Leonardi cita um estudo da Associação Brasileira de Startups, segundo o qual, de 2015 até 2019, o número dessas empresas no país mais que triplicou, passando de 4.151 para 12.727, um salto de 207%.

Um dos fatores que contribuíram para essa expansão foi a regra do artigo 19 do Marco Civil da Internet, que deu mais segurança jurídica para as novas empresas do ramo digital ao determinar a necessidade de ordem judicial para a responsabilização das plataformas e provedores de internet.

Isso foi importante, por exemplo, para plataformas que hospedam cursos online, como a Hotmart, por meio da qual qualquer pessoa pode oferecer treinamentos numa área que domina e vender esse conteúdo. A mesma regra possibilitou a existência de sites que reúnem críticas de consumidores a determinadas empresas, como o Reclame Aqui; ou críticas de clientes a comidas e restaurantes em aplicativos de delivery, como o Ifood, por exemplo.

O atual texto do PL das Fake News diz que as novas regras de moderação só valeriam para plataformas com mais de 10 milhões de usuários e não se aplicariam a provedores de comércio eletrônico. Mas há o temor de que isso venha a ser alterado na própria proposta ou depois. Restrições excessivas, diz Leonardi, tendem a levar usuários para serviços menos regulados no exterior. O mesmo tende a ocorrer com investidores, que podem preferir aportar recursos em startups de outros países.

Censura prévia acarreta custos políticos, diz especialista

O advogado Daniel Becker, que também atende empresas do ramo, diz que responsabilizar as plataformas por conteúdos de terceiros traz dois custos, um político e outro econômico.

“Sendo obrigadas a fazer censura prévia, as empresas vão controlar o conteúdo de forma muito mais rígida e isso vai fazer com que o grau de liberdade na sociedade diminua, o que vai ter um custo político e democrático muito grande para o país. E há o custo econômico, porque as plataformas proliferaram muito com o Marco Civil da Internet, que permitiu que as empresas intermediassem relações entre agentes, fossem econômicos, que é o caso de empresas de marketplace, ou sociais, que é o caso das redes sociais”, diz.

Alexander Coelho, advogado especializado em Direito Digital e Proteção de Dados, tem opinião semelhante. “As empresas que atuam no mercado digital precisam de um ambiente favorável para investir em novas tecnologias e desenvolver seus negócios. Se a regulamentação for excessivamente rígida ou mal elaborada, pode criar obstáculos desnecessários ao desenvolvimento das empresas, aumentando seus custos e dificultando a expansão de seus serviços", afirma.

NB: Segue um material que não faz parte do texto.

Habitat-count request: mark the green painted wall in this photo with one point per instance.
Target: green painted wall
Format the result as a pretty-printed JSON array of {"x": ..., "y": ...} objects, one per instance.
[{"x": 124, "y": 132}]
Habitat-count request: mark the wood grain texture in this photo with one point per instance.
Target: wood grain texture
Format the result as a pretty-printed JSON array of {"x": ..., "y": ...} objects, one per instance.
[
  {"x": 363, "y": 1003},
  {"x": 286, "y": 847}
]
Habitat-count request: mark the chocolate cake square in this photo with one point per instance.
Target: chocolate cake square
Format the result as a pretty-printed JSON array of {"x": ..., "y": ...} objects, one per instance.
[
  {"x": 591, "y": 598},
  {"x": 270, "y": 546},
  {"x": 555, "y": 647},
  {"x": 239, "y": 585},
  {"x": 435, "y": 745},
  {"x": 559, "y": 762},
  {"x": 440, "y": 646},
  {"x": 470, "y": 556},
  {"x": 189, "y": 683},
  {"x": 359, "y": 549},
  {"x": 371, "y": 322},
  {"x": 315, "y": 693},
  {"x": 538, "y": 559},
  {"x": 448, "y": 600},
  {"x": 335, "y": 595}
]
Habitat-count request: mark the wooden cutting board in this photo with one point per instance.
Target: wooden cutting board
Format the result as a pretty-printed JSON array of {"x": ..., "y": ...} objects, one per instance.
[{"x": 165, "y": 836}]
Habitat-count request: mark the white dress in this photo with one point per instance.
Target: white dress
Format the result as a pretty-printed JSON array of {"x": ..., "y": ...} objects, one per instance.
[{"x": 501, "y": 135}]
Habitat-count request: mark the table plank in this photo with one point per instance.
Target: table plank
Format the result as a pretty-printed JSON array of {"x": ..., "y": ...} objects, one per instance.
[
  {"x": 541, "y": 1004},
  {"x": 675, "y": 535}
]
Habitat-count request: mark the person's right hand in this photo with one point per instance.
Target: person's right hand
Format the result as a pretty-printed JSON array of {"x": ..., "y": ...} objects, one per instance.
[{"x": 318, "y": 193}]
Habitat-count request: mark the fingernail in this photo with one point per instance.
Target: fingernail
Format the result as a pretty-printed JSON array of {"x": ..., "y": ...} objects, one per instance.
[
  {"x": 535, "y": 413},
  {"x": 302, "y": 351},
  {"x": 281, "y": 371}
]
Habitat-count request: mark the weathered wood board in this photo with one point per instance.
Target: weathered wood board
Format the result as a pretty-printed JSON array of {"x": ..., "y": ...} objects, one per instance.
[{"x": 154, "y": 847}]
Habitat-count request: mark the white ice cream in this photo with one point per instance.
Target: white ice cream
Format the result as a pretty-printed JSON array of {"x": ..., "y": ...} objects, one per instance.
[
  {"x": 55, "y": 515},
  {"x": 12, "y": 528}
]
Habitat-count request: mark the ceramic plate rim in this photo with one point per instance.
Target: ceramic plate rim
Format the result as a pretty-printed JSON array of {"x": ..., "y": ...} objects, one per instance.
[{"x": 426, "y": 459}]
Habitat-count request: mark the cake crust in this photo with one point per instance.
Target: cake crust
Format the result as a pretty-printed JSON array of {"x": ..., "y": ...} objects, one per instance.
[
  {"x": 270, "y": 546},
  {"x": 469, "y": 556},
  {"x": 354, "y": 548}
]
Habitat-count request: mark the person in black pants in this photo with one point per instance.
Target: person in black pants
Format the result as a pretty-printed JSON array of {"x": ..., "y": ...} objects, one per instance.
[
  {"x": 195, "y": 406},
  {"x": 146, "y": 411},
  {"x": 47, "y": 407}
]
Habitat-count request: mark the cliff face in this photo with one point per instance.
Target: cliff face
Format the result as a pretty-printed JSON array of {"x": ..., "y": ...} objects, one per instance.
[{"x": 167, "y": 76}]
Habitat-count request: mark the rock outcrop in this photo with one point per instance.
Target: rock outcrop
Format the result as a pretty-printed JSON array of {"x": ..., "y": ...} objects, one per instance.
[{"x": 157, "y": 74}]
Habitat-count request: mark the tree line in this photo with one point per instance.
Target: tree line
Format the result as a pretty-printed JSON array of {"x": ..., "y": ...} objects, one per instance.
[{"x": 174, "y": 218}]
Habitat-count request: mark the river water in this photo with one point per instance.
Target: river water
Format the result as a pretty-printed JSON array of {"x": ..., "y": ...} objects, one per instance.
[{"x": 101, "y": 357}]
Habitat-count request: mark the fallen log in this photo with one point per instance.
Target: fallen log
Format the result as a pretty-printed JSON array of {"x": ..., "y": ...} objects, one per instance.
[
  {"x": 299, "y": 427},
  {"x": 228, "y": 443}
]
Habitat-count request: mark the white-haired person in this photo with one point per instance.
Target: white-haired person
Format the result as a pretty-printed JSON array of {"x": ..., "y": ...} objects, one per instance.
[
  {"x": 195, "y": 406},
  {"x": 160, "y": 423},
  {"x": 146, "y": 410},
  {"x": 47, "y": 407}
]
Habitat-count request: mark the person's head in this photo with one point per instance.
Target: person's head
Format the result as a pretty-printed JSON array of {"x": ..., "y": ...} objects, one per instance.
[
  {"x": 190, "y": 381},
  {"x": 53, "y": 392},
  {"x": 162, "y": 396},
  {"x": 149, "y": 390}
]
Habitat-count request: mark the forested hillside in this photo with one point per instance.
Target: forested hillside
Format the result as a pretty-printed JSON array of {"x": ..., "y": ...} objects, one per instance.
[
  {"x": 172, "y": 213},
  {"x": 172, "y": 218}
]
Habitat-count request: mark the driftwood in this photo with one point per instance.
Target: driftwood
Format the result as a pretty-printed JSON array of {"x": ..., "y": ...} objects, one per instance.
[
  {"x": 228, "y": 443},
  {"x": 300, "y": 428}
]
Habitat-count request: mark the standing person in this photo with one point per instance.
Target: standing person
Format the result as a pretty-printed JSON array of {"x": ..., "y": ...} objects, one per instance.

Ele também pontua que a incerteza regulatória pode levar a uma redução nos investimentos em inovação, uma vez que as empresas podem optar por adotar uma "postura mais conservadora" nos investimentos e aguardar uma definição mais clara das regras antes de aportar em novas tecnologias.

André Marsiglia, advogado especializado em liberdade de expressão, entende que há impacto econômico tanto na ausência de legislação quanto no excesso de regulamentação.

“Uma regulação, como essa do PL das Fake News, feita com dubiedades, ambiguidades, e um Judiciário censório, cria uma insegurança jurídica e um ambiente hostil que impacta o mercado. Os aplicativos e plataformas ficam receosos de fincarem seus pés no país, com escritórios de forma robusta, de expandirem seus negócios, de fazerem parcerias duradouras, de investirem no mercado nacional”, conclui.